Pierre-Paul-Marie Offermann (26 March 1897 – 2 February 1970) was the commandant of the Gangala-na-bodio elephant domestication center and chief warden of the conservation service of the Belgian Congo, the Service des Eaux et Forêts, Chasse et Pêche.

== Biography ==
Pierre Offermann was born on 26 March 1897 in Schaerbeek, Province of Brabant, Belgium. At the age of 16, he volunteered for the 1st Regiment of Guides and later fought in the First World War.

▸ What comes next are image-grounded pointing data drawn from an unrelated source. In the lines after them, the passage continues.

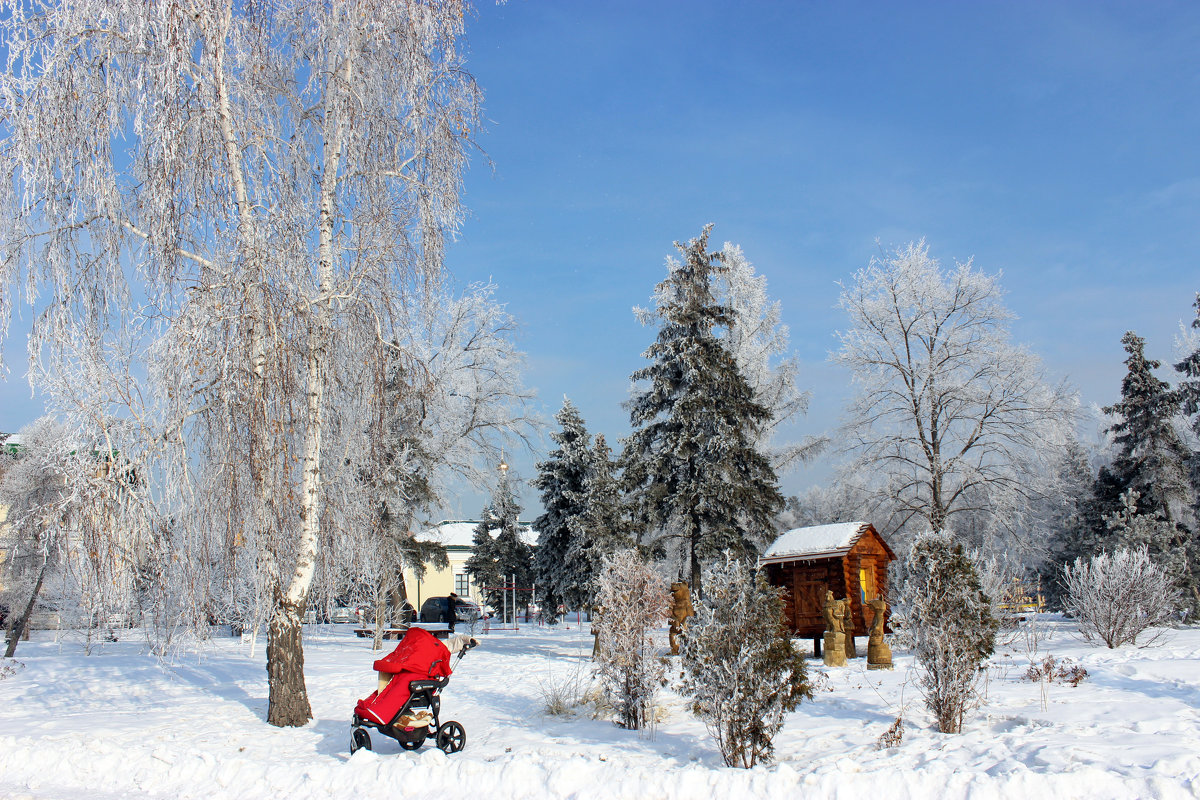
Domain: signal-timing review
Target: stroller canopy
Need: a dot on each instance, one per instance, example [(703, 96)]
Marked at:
[(418, 653)]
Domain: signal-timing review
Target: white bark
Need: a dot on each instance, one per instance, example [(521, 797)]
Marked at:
[(214, 292)]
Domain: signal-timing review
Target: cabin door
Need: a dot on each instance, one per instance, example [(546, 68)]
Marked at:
[(867, 589), (809, 593)]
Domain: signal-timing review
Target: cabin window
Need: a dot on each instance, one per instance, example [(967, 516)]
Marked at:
[(867, 583)]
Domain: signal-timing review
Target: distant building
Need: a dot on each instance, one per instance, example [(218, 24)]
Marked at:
[(456, 535)]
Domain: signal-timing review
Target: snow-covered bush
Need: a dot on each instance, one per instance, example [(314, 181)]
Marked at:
[(741, 669), (1119, 596), (951, 625), (633, 601)]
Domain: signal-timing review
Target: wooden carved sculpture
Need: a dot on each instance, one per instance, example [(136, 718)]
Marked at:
[(681, 609)]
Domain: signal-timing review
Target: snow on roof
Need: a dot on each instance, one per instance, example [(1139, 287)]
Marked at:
[(819, 541), (461, 533)]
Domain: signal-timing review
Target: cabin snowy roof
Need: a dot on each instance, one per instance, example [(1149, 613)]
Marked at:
[(815, 542), (461, 533)]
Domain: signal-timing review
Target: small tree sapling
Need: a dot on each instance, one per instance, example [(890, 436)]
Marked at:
[(739, 666), (633, 600)]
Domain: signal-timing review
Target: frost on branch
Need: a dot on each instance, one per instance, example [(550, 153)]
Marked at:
[(633, 602), (739, 666), (1119, 596)]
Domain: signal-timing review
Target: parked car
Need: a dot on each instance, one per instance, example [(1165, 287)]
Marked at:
[(435, 611)]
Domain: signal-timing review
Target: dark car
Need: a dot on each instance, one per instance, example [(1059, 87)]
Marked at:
[(435, 611)]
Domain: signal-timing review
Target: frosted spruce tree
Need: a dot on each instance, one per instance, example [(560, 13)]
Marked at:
[(1189, 400), (1152, 462), (562, 480), (951, 416), (498, 554), (220, 209), (739, 667), (948, 618), (603, 529), (760, 343), (701, 483)]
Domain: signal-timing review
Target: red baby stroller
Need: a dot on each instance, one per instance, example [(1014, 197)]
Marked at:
[(406, 705)]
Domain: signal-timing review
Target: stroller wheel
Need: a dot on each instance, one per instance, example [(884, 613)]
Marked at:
[(359, 740), (451, 738)]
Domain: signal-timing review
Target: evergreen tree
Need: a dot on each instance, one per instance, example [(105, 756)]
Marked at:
[(1189, 400), (1072, 517), (739, 667), (1151, 456), (691, 457), (498, 555), (953, 630), (601, 530), (1152, 462), (562, 480)]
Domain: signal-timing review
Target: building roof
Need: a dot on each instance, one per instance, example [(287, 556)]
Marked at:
[(815, 542), (461, 533)]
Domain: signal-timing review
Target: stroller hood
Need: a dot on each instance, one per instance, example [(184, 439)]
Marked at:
[(419, 653)]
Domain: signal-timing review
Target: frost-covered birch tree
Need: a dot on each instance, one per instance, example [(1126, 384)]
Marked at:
[(951, 416), (241, 194), (760, 343)]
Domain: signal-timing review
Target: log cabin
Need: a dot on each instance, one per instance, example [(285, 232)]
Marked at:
[(849, 559)]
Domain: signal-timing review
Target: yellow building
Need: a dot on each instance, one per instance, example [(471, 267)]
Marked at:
[(456, 536)]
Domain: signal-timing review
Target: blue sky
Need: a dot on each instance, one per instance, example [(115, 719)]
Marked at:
[(1054, 142)]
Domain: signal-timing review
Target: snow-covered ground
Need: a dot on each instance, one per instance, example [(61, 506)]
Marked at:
[(121, 725)]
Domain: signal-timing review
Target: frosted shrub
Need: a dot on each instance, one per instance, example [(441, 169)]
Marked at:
[(951, 625), (1119, 596), (633, 601), (741, 669)]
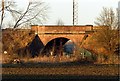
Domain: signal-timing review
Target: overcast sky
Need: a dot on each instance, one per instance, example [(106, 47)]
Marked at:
[(88, 10)]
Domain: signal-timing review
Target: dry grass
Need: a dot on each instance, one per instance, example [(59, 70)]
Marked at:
[(51, 59)]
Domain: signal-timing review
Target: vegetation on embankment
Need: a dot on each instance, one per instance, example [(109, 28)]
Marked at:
[(16, 43)]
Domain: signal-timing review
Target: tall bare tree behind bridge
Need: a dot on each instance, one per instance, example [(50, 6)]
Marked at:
[(107, 35), (34, 13)]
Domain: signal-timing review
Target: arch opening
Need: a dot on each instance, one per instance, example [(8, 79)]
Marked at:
[(58, 47)]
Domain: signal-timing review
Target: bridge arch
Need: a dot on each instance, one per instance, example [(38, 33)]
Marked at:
[(55, 45)]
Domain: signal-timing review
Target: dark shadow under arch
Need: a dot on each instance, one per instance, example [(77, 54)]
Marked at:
[(55, 45)]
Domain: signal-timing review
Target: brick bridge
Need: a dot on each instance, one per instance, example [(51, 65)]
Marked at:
[(74, 33), (52, 38)]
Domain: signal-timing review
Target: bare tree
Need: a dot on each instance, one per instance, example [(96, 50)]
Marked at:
[(60, 22), (107, 18), (2, 15), (107, 35), (35, 13)]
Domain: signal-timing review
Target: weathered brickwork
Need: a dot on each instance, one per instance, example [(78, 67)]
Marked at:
[(74, 33)]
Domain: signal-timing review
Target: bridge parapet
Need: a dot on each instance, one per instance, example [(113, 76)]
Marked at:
[(61, 29)]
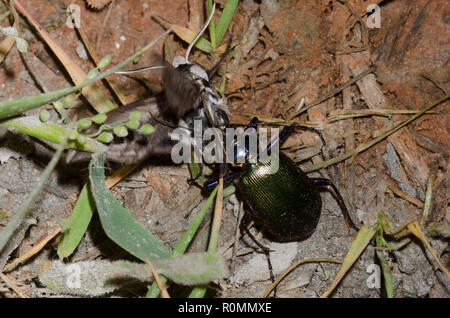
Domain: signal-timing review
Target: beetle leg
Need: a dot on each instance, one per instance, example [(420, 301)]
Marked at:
[(226, 179), (265, 249), (322, 182), (281, 137)]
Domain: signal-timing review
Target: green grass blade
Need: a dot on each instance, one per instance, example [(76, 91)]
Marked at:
[(18, 106), (12, 225), (32, 126), (385, 268), (359, 244), (212, 27), (181, 247), (79, 221), (225, 20), (119, 225)]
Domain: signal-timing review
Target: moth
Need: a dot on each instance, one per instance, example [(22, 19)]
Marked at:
[(187, 94)]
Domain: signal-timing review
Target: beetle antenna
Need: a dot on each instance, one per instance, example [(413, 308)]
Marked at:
[(200, 33), (146, 68)]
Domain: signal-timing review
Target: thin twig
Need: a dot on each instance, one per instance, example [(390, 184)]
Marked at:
[(34, 250), (334, 92), (161, 285), (13, 286)]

In June 1923, Offermann was assigned to the Force Publique and posted to the headquarters in Stanleyville. In 1927, he was tasked with establishing an elephant domestication center in Orientale Province. The new center was opened under the name of Gangala-na-Bodio Elephant Domestication Center and Offermann became its commandant. He also played a significant role in the establishment of Garamba National Park and became its first warden in 1938.

During the Second World War, Offerman was summoned to London, where he served as an advisor to the Minister of Colonies, Albert de Vleeschauwer, and was promoted to lieutenant colonel. After the war, he returned to Congo.

He retired in 1953 and moved back to Belgium. He died in Brussels on 2 February 1970.